Hautford had sought landlord’s consent to allow Hautford to seek planning permission for change of use of the first and second floors from office/ancillary to retail use to residential use. Rotrust’s predecessor and, in turn, Rotrust, had refused consent on the grounds, firstly, that such use would increase the prospect of successful enfranchisement and in addition, such enfranchisement would damage Rotrust’s management of its wider estate. The county court had held these reasons to be unreasonable and so Rotrust appealed that decision.

There have been no reported cases relating to reasonableness of a landlord’s refusal of consent pursuant to a tenant’s covenant not to apply for planning permission without the landlord’s consent, such consent not to be unreasonably withheld. However, all parties agreed that the general principles relating to consent to assignment or subletting without the landlord’s permission, such consent not to be unreasonably withheld, applied. The tenant needed to show that the landlord was being unreasonable in refusing consent to the proposed planning permission; the test of reasonableness is an objective test; and it was accepted also that the freeholder would not have been unreasonable in refusing consent if their decision was one which a reasonable landlord might have reached in the circumstances, even though other landlords might have decided otherwise.

However, despite representations on behalf of the freeholder to the contrary, the Court of Appeal accepted that the freeholder’s appeal against the county court’s decision should be dismissed.

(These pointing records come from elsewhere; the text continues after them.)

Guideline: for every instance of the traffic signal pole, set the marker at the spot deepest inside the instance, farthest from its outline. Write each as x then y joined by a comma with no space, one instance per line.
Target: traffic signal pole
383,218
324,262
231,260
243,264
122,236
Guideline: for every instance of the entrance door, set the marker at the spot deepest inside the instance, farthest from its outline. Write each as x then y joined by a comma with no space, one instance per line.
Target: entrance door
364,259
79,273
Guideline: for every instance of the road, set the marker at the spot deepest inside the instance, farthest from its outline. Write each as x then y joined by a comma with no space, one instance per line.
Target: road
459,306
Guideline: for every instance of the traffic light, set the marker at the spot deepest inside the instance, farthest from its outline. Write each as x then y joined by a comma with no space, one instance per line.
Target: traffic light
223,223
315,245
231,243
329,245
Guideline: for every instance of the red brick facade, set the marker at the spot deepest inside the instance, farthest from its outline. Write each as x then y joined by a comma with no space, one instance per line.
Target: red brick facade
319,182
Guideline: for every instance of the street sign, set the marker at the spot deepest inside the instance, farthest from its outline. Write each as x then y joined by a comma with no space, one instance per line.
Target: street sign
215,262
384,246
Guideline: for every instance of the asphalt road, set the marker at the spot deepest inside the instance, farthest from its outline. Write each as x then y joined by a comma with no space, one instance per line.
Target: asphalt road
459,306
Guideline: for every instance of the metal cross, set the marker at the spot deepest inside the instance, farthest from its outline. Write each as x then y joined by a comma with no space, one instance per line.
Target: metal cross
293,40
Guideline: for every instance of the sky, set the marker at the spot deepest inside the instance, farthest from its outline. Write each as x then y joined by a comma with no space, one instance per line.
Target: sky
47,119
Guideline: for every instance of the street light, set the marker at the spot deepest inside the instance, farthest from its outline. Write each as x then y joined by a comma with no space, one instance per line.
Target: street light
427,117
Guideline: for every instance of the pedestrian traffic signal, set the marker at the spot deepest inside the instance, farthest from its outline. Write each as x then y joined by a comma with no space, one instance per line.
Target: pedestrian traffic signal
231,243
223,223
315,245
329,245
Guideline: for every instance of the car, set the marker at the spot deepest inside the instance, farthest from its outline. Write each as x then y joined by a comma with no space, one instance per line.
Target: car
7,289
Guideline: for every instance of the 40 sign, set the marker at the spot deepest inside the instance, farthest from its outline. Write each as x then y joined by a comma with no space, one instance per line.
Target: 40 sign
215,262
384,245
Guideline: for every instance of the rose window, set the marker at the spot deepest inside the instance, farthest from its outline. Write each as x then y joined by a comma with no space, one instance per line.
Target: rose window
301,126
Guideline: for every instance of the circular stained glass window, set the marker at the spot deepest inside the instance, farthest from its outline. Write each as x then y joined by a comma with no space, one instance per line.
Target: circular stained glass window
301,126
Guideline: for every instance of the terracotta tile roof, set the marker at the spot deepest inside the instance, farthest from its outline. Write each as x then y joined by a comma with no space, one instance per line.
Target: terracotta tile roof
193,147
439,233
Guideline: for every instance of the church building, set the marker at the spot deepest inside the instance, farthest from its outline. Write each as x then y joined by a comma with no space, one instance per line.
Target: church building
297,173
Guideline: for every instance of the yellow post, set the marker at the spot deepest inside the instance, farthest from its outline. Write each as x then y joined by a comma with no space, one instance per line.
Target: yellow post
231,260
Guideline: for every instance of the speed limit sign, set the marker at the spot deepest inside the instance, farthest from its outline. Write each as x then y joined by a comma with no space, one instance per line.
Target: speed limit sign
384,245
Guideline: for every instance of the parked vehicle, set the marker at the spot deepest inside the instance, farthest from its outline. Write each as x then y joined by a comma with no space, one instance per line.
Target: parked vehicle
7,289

The reasoning was as follows.

  1. The Court of Appeal considered whether the planning covenant’s purpose included precluding the residential use of the first and second floors in order to prevent enfranchisement. It concluded that this was not its purpose. This was because the tenant’s user covenant expressly authorised the use of the entire property as residential. While this was subject to a proviso that the use allowed by the user covenant did not imply that such use would be permitted by planning law, there was no proviso that residential use for the whole or any part of the Property was subject to the landlord’s consent. To suggest otherwise (as the freeholder sought to do) would simply amount to a re-writing of the user clause.
  2. In support of that, the Court of Appeal pointed out that anyone, not merely a tenant or someone with an interest in the property, can apply for planning permission. So, if the freeholder’s argument was correct, it could, on the one hand, prevent Hautford from applying for planning permission to use the first and second floors for residential purposes. However, on the other hand, if a third party successfully applied for such permission, Hautford could take advantage of that permission.
  3. It made no difference that change of use of the first and second floors would substantially enhance the prospects of success in an enfranchisement application: the lease was granted against the legislative background of the enfranchisement legislation and the user covenant expressly authorised use of the entire property for residential purposes.
  4. Earlier cases cited by the freeholder, in which it had been held that the landlord had not been unreasonable in refusing consent to an assignment to a person who would be entitled to enfranchise were distinguished because in those earlier cases the leases had been granted before the enfranchisement legislation had been enacted or even contemplated.
  5.  As to the freeholder’s argument that it was reasonable to refuse consent because enfranchisement of the property would adversely affect the proper management of its wider estate, there was no scope for reaching a different conclusion merely because any particular landlord for the time being happens to own the adjoining or neighbouring property in the area. In any event, wider management considerations could be sufficiently met by the insertion of restrictive covenants in the transfer of the freehold, which was catered for within the enfranchisement legislation.

For those reasons, the appeal was dismissed. That being the case, the county court’s declaration that Rotrust had unreasonably withheld consent was correct, with the consequence that Hautford is entitled, notwithstanding Rotrust’s refusal, to make the planning application in any event.